“Sob um aspecto de problemática, iniciamos uma importante transformação que deve desenhar uma rota de inversão de tendência para o cenário catastrófico observado no ano passado.”
Não dá pra ficar com saudade de 2016, definitivamente. Uma montanha de escândalos de corrupção, impeachment, déficit público, desemprego recorde, PIB em queda, inflação persistente, cenário externo de incertezas, baixo crescimento econômico…
Entretanto, é interessante pensar no copo meio cheio. Sob um aspecto de problemática, iniciamos uma importante transformação que deve desenhar uma rota de inversão de tendência para o cenário catastrófico observado no ano passado.
Em primeiro lugar, mudanças substanciais na política econômica como resultado do forte movimento de combate à corrupção. Pela primeira vez em muito tempo conseguimos estabelecer uma agenda econômica mínima com a aprovação da PEC 241, que traz um fundamento de confiança à economia brasileira.
Quase que imediatamente após o impeachment, os indicadores de confiança de consumidores e empresários começaram a reagir, fazendo com que o Brasil timidamente desse sinais de que o país voltaria a ser um bom porto para se investir.
Com isso, o Real voltou a se valorizar contra o Dólar, barateando produtos importados e dando alívio à inflação corrente. Não só o Dólar aliviou o cenário inflacionário, mas também a radical queda do poder de compra do brasileiro, que o levou a consumir muito menos.
Com a queda da inflação, o Banco Central reiniciou uma política de redução da taxa de juros, que deve continuar ao longo de 2017 e 2018, caso não haja interferências externas negativas que demandem aumento da SELIC.
A redução da taxa de juros renova o acesso ao crédito, que por sua vez renova o consumo, o investimento e, consequentemente, o nível de emprego e crescimento econômico.
Lindo, não? Na teoria, sim. Mas isso ainda não fará de 2017 um bom ano.

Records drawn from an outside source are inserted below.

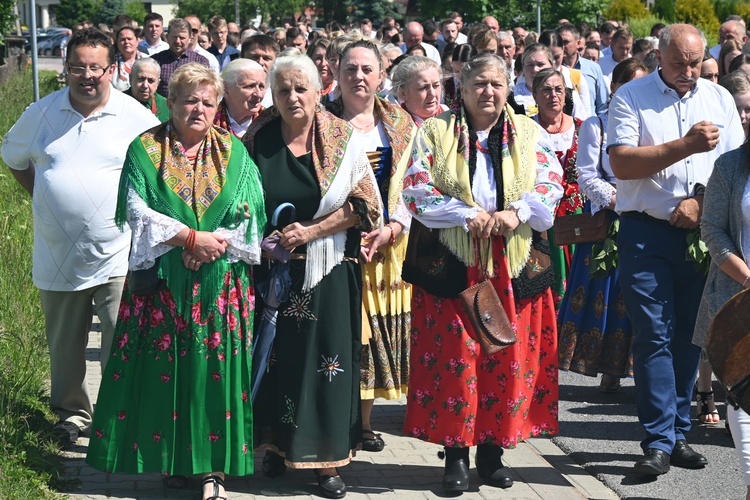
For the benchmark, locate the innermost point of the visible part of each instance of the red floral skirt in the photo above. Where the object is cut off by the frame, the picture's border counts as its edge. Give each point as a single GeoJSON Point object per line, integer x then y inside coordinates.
{"type": "Point", "coordinates": [460, 397]}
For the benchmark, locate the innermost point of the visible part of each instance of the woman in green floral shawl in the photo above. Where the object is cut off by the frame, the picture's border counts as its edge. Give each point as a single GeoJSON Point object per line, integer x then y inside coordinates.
{"type": "Point", "coordinates": [175, 394]}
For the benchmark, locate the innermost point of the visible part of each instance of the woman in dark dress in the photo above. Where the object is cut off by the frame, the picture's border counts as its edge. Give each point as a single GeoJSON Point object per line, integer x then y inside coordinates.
{"type": "Point", "coordinates": [307, 413]}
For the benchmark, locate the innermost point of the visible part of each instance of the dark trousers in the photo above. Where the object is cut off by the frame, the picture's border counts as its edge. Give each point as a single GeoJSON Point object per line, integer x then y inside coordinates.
{"type": "Point", "coordinates": [661, 290]}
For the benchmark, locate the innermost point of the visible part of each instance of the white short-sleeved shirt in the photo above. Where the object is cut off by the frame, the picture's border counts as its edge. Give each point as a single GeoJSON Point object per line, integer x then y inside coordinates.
{"type": "Point", "coordinates": [150, 50]}
{"type": "Point", "coordinates": [78, 162]}
{"type": "Point", "coordinates": [646, 112]}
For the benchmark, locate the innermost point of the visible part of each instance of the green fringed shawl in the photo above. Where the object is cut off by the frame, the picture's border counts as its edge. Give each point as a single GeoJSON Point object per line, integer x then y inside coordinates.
{"type": "Point", "coordinates": [242, 186]}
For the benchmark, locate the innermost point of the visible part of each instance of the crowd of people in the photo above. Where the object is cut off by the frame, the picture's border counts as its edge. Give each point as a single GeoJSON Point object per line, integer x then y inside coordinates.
{"type": "Point", "coordinates": [370, 178]}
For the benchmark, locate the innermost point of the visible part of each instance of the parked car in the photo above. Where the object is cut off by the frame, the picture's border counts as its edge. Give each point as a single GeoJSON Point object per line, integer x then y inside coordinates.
{"type": "Point", "coordinates": [50, 46]}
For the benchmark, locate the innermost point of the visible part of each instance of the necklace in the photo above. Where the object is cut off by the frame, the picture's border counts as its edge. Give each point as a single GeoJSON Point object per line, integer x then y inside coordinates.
{"type": "Point", "coordinates": [559, 129]}
{"type": "Point", "coordinates": [361, 129]}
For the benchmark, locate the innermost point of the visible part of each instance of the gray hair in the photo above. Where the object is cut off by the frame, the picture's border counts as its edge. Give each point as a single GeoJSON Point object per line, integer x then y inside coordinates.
{"type": "Point", "coordinates": [667, 33]}
{"type": "Point", "coordinates": [533, 49]}
{"type": "Point", "coordinates": [289, 62]}
{"type": "Point", "coordinates": [543, 76]}
{"type": "Point", "coordinates": [190, 76]}
{"type": "Point", "coordinates": [234, 69]}
{"type": "Point", "coordinates": [481, 63]}
{"type": "Point", "coordinates": [178, 24]}
{"type": "Point", "coordinates": [502, 35]}
{"type": "Point", "coordinates": [144, 62]}
{"type": "Point", "coordinates": [408, 69]}
{"type": "Point", "coordinates": [736, 82]}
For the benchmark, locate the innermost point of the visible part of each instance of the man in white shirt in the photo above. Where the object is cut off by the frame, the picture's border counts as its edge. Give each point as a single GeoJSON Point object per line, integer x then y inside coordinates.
{"type": "Point", "coordinates": [665, 132]}
{"type": "Point", "coordinates": [729, 30]}
{"type": "Point", "coordinates": [195, 25]}
{"type": "Point", "coordinates": [622, 44]}
{"type": "Point", "coordinates": [413, 34]}
{"type": "Point", "coordinates": [450, 34]}
{"type": "Point", "coordinates": [153, 27]}
{"type": "Point", "coordinates": [67, 151]}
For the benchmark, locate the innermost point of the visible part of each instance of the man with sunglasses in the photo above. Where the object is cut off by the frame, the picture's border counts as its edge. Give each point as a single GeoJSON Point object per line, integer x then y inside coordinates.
{"type": "Point", "coordinates": [67, 151]}
{"type": "Point", "coordinates": [180, 36]}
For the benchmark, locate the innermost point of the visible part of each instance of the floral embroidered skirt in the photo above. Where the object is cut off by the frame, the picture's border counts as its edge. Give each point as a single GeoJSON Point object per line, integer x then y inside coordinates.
{"type": "Point", "coordinates": [386, 299]}
{"type": "Point", "coordinates": [459, 396]}
{"type": "Point", "coordinates": [174, 397]}
{"type": "Point", "coordinates": [307, 409]}
{"type": "Point", "coordinates": [595, 331]}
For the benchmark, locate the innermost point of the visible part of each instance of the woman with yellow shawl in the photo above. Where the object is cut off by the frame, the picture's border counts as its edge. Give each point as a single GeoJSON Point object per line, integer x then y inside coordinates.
{"type": "Point", "coordinates": [480, 176]}
{"type": "Point", "coordinates": [387, 131]}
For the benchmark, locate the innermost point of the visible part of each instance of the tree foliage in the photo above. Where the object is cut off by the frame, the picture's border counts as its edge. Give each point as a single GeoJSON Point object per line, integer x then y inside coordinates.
{"type": "Point", "coordinates": [7, 18]}
{"type": "Point", "coordinates": [136, 10]}
{"type": "Point", "coordinates": [109, 10]}
{"type": "Point", "coordinates": [273, 12]}
{"type": "Point", "coordinates": [699, 13]}
{"type": "Point", "coordinates": [665, 10]}
{"type": "Point", "coordinates": [374, 10]}
{"type": "Point", "coordinates": [71, 12]}
{"type": "Point", "coordinates": [627, 9]}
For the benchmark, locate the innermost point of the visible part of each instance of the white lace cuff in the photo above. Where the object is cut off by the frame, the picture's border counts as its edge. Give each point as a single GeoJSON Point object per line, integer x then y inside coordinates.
{"type": "Point", "coordinates": [150, 229]}
{"type": "Point", "coordinates": [523, 211]}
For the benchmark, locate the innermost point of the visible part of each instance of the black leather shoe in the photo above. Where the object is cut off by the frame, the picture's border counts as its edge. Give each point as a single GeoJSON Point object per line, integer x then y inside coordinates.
{"type": "Point", "coordinates": [653, 463]}
{"type": "Point", "coordinates": [374, 444]}
{"type": "Point", "coordinates": [273, 464]}
{"type": "Point", "coordinates": [456, 475]}
{"type": "Point", "coordinates": [490, 466]}
{"type": "Point", "coordinates": [684, 456]}
{"type": "Point", "coordinates": [331, 486]}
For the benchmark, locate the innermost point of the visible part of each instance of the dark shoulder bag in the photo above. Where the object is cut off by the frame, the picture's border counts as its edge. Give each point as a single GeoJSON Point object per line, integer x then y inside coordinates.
{"type": "Point", "coordinates": [428, 264]}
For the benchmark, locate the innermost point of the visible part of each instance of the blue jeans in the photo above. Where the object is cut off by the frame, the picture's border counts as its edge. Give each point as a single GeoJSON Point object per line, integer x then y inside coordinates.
{"type": "Point", "coordinates": [662, 291]}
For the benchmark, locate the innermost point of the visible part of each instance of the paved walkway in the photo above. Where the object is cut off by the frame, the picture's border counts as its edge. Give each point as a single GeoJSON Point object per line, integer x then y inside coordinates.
{"type": "Point", "coordinates": [406, 469]}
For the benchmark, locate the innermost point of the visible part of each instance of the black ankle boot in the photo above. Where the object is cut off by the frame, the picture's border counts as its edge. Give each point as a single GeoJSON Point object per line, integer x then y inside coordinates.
{"type": "Point", "coordinates": [456, 475]}
{"type": "Point", "coordinates": [490, 466]}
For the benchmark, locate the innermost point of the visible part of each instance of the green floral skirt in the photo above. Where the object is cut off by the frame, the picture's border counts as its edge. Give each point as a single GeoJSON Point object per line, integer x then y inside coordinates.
{"type": "Point", "coordinates": [175, 396]}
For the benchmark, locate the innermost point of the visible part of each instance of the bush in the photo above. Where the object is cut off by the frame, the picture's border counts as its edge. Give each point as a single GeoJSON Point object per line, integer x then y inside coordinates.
{"type": "Point", "coordinates": [627, 10]}
{"type": "Point", "coordinates": [29, 465]}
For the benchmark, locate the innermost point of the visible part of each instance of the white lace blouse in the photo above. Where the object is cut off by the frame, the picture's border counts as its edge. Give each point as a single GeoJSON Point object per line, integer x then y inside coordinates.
{"type": "Point", "coordinates": [151, 229]}
{"type": "Point", "coordinates": [595, 177]}
{"type": "Point", "coordinates": [436, 210]}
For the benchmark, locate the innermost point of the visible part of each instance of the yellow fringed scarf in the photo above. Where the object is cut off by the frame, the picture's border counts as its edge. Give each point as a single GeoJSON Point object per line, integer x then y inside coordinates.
{"type": "Point", "coordinates": [448, 134]}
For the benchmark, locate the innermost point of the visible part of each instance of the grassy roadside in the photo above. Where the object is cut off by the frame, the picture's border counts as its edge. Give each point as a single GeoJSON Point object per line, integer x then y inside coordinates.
{"type": "Point", "coordinates": [29, 465]}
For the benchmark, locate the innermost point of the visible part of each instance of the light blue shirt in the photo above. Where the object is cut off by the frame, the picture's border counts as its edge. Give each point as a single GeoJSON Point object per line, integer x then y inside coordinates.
{"type": "Point", "coordinates": [646, 112]}
{"type": "Point", "coordinates": [598, 88]}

O crescimento deve ocorrer em ritmo bastante lento. Há dois principais motivos para tanta cautela: possíveis fatores externos que podem impactar negativamente a nossa economia, como ocorreu em 2009, e um agravamento da crise política brasileira, uma vez que o número de escândalos e complicações (a morte do ministro Teori Zavascki, por exemplo) não para de subir.
Ainda contamos com grande dificuldade de se ajustar as contas públicas (apesar da aprovação da PEC 241, isso deve ser efetivado na prática). Como tudo muda no Brasil da noite para o dia, ainda temos muito serviço para mostrar através da reforma da previdência e provas de que uma possível insolvência brasileira não está rumando nossa história recente.
Ainda assim, acredito que o mais difícil já foi feito: inverter uma longa e forte tendência de auto-destruição econômica na qual o Brasil se meteu nos últimos 10 anos.
O reflexo disso sobre as carnes acontecerá como resposta à mudança das condições de renda do brasileiro.
Ele, que realizou uma substituição maciça da carne bovina pelo frango e suíno, voltará a focar suas atenções sobre a proteína vermelha, obviamente acompanhando a lentidão da recuperação econômica, que deve se confirmar ao longo do ano.
Portanto, mesmo que de maneira muito tímida, devemos observar o início da retomada do gosto do brasileiro pela carne bovina, com possibilidade de recuperação do consumo per capita ainda em 2017. Uma boa notícia que leva consigo todas as ressalvas feitas nas linhas anteriores do presente artigo.
É necessário considerar, entretanto, que essa recuperação leve não deverá ser suficiente para compensar o aumento de oferta esperado como resposta à retenção de fêmeas e ao maior estoque brasileiro de bovinos ocasionado pela queda dos abates nos últimos 3 anos.